Generating Combinations

Only for the record, and because I arrived at this form of the algorithm after massaging the one given in Algorithms for Programmers, Algorithm 6.1 "Lexicographic and Co-Lexicographic Order" and I find it very pretty. First the algorithm, then the explanation:

let iter_comb n k (f : int array -> unit) =
  let v = Array.init k (fun i -> i) in
  f v;
  while v.(0) != n - k do
    let j = ref (k - 1) in
    while v.(!j) == n - k + !j do decr j done;
    let z = v.(!j) - !j + 1 in
    while !j != k do
      v.(!j) <- z + !j;
      incr j
    done;
    f v
  done

Since the number of combinations grows factorially, I opted to write a generator instead of something returning a list. The continuation f will receive each of the combinations of k elements taken from a set of n elements, with each represented as an integer between 0 and n - 1.

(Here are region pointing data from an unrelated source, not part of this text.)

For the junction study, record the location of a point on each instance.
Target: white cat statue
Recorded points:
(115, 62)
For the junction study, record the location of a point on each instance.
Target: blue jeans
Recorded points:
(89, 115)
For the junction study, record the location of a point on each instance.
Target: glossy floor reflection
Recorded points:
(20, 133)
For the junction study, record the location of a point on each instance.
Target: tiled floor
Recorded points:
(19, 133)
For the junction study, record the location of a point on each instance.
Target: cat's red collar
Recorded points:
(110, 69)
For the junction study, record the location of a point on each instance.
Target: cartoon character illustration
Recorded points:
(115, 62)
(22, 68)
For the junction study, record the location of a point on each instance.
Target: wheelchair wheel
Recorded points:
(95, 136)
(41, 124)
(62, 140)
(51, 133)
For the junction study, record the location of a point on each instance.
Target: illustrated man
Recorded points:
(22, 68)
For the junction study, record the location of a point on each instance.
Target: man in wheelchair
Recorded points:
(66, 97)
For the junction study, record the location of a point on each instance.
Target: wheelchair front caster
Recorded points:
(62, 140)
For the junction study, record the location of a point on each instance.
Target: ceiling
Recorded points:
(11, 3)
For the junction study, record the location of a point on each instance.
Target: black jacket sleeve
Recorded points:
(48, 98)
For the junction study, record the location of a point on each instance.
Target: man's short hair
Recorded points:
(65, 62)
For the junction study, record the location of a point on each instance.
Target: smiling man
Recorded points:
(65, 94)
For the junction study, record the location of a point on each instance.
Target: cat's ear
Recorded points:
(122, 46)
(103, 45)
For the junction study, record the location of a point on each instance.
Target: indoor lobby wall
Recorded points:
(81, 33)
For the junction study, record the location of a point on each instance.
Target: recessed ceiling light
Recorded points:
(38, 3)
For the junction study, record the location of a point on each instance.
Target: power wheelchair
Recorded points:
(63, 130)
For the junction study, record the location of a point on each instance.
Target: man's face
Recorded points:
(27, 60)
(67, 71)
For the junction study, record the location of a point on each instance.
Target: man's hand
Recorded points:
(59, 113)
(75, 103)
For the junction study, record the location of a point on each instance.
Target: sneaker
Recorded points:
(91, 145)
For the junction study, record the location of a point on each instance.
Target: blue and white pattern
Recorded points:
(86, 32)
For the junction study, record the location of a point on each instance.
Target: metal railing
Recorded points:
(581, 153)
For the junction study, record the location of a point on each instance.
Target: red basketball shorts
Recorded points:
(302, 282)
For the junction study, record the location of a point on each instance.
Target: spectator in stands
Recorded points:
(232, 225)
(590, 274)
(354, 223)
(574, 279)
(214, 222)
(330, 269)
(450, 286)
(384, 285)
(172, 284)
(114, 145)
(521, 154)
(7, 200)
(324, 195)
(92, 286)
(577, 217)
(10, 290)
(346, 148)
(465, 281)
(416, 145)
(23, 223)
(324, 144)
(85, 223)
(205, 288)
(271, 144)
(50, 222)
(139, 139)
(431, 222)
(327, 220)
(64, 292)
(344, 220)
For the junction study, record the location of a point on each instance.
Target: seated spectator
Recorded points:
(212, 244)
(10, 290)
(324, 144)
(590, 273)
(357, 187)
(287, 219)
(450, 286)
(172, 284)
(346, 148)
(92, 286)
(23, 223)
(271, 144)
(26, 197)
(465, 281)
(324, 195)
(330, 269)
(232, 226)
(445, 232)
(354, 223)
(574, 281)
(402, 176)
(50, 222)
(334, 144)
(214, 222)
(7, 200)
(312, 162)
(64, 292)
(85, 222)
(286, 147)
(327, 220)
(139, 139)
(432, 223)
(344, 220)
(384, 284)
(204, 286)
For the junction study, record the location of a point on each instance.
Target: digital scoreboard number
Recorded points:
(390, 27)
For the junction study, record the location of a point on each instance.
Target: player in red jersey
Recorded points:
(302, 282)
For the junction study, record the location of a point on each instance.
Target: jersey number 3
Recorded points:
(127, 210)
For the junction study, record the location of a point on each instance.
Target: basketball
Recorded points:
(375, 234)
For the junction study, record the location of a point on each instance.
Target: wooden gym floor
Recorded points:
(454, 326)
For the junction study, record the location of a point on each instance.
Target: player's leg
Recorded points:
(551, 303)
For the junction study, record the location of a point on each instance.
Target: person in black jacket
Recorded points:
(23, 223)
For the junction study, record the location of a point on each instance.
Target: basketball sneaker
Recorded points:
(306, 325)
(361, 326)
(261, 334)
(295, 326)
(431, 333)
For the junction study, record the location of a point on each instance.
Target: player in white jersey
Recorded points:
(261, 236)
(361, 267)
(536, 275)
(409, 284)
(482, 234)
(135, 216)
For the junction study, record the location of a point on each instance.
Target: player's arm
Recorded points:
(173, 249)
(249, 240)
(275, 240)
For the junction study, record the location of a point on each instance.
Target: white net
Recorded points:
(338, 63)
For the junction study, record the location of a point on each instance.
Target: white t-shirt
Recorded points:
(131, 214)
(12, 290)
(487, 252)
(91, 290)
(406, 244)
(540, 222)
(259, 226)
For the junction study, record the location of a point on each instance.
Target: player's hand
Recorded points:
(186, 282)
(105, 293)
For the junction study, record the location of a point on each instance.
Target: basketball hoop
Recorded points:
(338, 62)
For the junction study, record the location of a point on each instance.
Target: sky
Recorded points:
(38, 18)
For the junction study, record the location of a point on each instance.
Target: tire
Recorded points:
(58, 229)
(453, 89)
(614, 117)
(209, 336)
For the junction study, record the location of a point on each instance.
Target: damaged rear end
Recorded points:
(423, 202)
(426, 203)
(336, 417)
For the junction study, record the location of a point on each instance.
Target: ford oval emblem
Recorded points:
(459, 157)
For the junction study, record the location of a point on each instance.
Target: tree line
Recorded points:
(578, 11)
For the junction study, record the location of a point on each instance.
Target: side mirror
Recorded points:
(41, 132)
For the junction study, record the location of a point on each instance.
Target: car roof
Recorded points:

Aside: This means that it can be translated to Python, say, via a direct syntactic mapping:

def comb(n, k):
  v = range(0, k)
  yield v
  while v[0] != n - k:
    j = k - 1
    while v[j] == n - k + j:
      j -= 1
    z = v[j]
    while j != k:
      z += 1
      v[j] = z
      j += 1
    yield v
  return

I've nominally faked that with the help of a cheat sheet.

These subsets are in turn represented as an integer array sorted in ascending order, and each combination will be lexicographically the successor to the previous one. This is what is normally called lex-order generation.

Taken together, these two preconditions determine univocally what the algorithm does. The lexicographically first combination satisfying these preconditions is {0, 1, … k - 1 }; this is built on line 2 and passed to the generator's continuation f on line 3. Dually, the lexicographically last combination is { n - k, n - k + 1, … n - 1 }; this gives us the loop invariant:

P ≡ ⟨∃i : 0 ≤ i < k : v.(i) ≠ n - k + i

The loop condition on line 4 takes advantage of this. The inner loop then sets to change the last element on the subset that can possibly be changed, so it has to find it. The loop on line 6 looks for the greatest j such that all elements to the right of j have their maximum allowed value, so that:

Q ≡ v.(j) ≠ n - k + j ∧ ⟨∀i : j < i < k : v.(i) = n - k + i

and the loop condition imply P, and so v.(j) can be incremented without violating the invariant; the next elements must be changed to restore it fully. Note that in line 7, the increment is 1 ≤ zn - k, so the algorithm makes progress on each iteration.

Aside: The upper bound for z follows from straightforward algebraic manipulation; the lower bound stems from the fact that the minimum value that v.(j) can take after the execution of line 7 is 0, but only for j = 0 since the subset is sorted.

This algorithm, when specialized to k = n, is equivalent to Dijkstra's algorithm for the Next Lexicographic Permutation (A Discipline of Programming, Prentice-Hall, 1997.)

2 comments:

Anonymous said...

seems like a lot of work for something that can be done in a more straightforward functional manner...

let rec combos = function
| [] -> [[]]
| x::xs -> List.concat (List.map (fun rest -> [x::rest; rest]) (combos xs))

Matías Giovannini said...

Yes, it is some work to formally justify a hairy imperative algorithm like this one, especially when the straightforward recursive definition is so clear. But, as I remarked in the post, the intent was to analyze the imperative algorithm for generating all the combinations and proving it actually works, not just to show an algorithm for it.